Die Polizeiliche Kriminalstatistik (PKS) weist für die Jahre 2007 bis 2010 in Baden-Württemberg insgesamt sechs Ermittlungsfälle wegen des Inverkehrbringens gefälschter Arzneimittel (§ 95 Abs. 1 Nr. 3 a AMG) auf, die die Polizei an die Staatsanwaltschaft abgab. Allerdings fällt auf, dass die in der PKS verzeichnete Fallzahl der Straftaten nach dem Arzneimittelgesetz insgesamt von 217 im Jahr 2007 auf 618 im Jahr 2010 anstieg.

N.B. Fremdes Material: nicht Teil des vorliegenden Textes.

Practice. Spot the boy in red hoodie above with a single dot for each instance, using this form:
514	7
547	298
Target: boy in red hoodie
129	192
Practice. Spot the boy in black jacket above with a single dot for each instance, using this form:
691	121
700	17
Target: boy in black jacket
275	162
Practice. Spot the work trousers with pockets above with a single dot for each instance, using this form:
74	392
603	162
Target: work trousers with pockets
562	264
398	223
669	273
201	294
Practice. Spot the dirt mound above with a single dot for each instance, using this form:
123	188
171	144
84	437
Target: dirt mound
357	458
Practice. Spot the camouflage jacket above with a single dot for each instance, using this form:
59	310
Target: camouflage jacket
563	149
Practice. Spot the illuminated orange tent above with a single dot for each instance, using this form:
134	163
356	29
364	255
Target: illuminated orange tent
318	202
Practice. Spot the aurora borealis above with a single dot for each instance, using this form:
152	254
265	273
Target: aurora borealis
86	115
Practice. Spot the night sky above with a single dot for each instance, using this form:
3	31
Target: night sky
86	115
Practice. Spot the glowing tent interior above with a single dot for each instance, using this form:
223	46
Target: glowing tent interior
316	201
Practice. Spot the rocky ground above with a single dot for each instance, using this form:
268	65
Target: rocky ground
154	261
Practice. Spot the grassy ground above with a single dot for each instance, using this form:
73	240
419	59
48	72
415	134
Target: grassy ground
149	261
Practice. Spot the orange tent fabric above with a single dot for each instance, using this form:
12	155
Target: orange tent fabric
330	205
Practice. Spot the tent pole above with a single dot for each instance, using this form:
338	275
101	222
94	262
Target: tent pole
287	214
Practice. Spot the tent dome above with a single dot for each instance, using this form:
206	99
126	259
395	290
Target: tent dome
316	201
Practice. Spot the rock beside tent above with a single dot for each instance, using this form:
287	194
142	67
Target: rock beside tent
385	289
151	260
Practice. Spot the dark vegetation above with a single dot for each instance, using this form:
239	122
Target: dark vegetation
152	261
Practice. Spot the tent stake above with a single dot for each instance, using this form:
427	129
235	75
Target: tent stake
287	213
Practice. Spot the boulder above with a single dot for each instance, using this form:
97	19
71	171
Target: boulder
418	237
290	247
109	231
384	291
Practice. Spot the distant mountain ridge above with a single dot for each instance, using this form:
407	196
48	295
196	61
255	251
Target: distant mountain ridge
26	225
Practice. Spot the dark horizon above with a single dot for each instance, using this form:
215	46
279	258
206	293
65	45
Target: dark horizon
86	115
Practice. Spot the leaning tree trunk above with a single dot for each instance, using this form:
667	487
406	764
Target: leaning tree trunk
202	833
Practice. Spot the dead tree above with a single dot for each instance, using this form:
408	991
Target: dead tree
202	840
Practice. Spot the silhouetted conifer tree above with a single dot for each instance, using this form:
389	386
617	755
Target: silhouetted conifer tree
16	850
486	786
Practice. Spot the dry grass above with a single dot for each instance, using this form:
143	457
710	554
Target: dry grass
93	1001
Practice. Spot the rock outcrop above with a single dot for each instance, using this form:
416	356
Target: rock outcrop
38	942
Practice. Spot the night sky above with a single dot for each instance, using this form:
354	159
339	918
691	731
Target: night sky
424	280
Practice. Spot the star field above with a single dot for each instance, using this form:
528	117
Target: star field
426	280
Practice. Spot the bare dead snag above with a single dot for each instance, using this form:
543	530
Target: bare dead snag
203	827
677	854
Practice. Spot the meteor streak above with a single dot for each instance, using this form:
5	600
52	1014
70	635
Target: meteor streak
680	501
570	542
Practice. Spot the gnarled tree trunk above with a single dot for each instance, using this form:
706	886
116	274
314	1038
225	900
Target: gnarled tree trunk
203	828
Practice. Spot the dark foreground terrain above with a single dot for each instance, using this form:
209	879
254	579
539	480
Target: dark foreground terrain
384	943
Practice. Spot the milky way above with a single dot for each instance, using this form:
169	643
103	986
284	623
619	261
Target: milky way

Problem: Fälschungen schwer erkennbar

Bundesweite Ermittlungen zeigten, dass Arzneimittelfälschungen mittlerweile auch in der legalen Verteilerkette (Hersteller – Großhändler – Apotheke – Patient) zu finden sind, so Altpeter weiter. Grund dafür seien insbesondere die hohen Gewinnspannen. Erschwert würden die Ermittlungen dadurch, dass die teilweise sehr hochwertig imitierten Verpackungen sogar für die Hersteller selbst nicht ohne Weiteres zu erkennen seien. Zudem manipulierten die Täter Lieferdokumente für die Überwachungsbehörden. Dies erschwere die Feststellung der tatsächlichen Transportwege. Neben den typischen Schwierigkeiten, die der Vertrieb über das Internet mit sich bringe, wiesen solche Taten zudem oft einen Auslandsbezug auf – dann sei das Beschreiten des Rechtshilfewegs nötig.

QR-Code als Bekämpfungsmaßnahme

Eine "wirksame Barriere" gegen das Einbringen illegaler bzw. gefälschter Arzneimittel verspricht sich Altpeter von der Umsetzung der Vorgaben der EU-Fälschungsrichtlinie 2011/62 – dies soll in Deutschland bis 2013 gestaffelt geschehen. Zurzeit läuft in Deutschland das Gesetzgebungsverfahren für eine entsprechende Anpassung des Arzneimittelrechts. Die europäische Richtlinie sieht beispielsweise vor, dass Arzneimittelverpackungen künftig mit einem QR-2D-Matrix-Code als Sicherheitsmerkmal versehen sind. In enger Abstimmung zwischen Arzneimittelherstellern, Pharmagroßhändlern und Apotheken soll eine "end-to-end-Kontrolle" bei Arzneimitteln eingeführt werden, die es ermöglicht, anhand des Sicherheitscodes die abzugebenden Arzneimittel zu authentifizieren.

"Derzeit werden auf der EU-Ebene die erforderlichen ‚Delegated Acts‘ zur Konkretisierung der Vorgaben vorbereitet", berichtete Altpeter. In Deutschland haben sich die beteiligten Verbände im Projekt "securPharm" bereits zusammengefunden, um die technischen und finanziellen Vorgaben gemeinsam umzusetzen.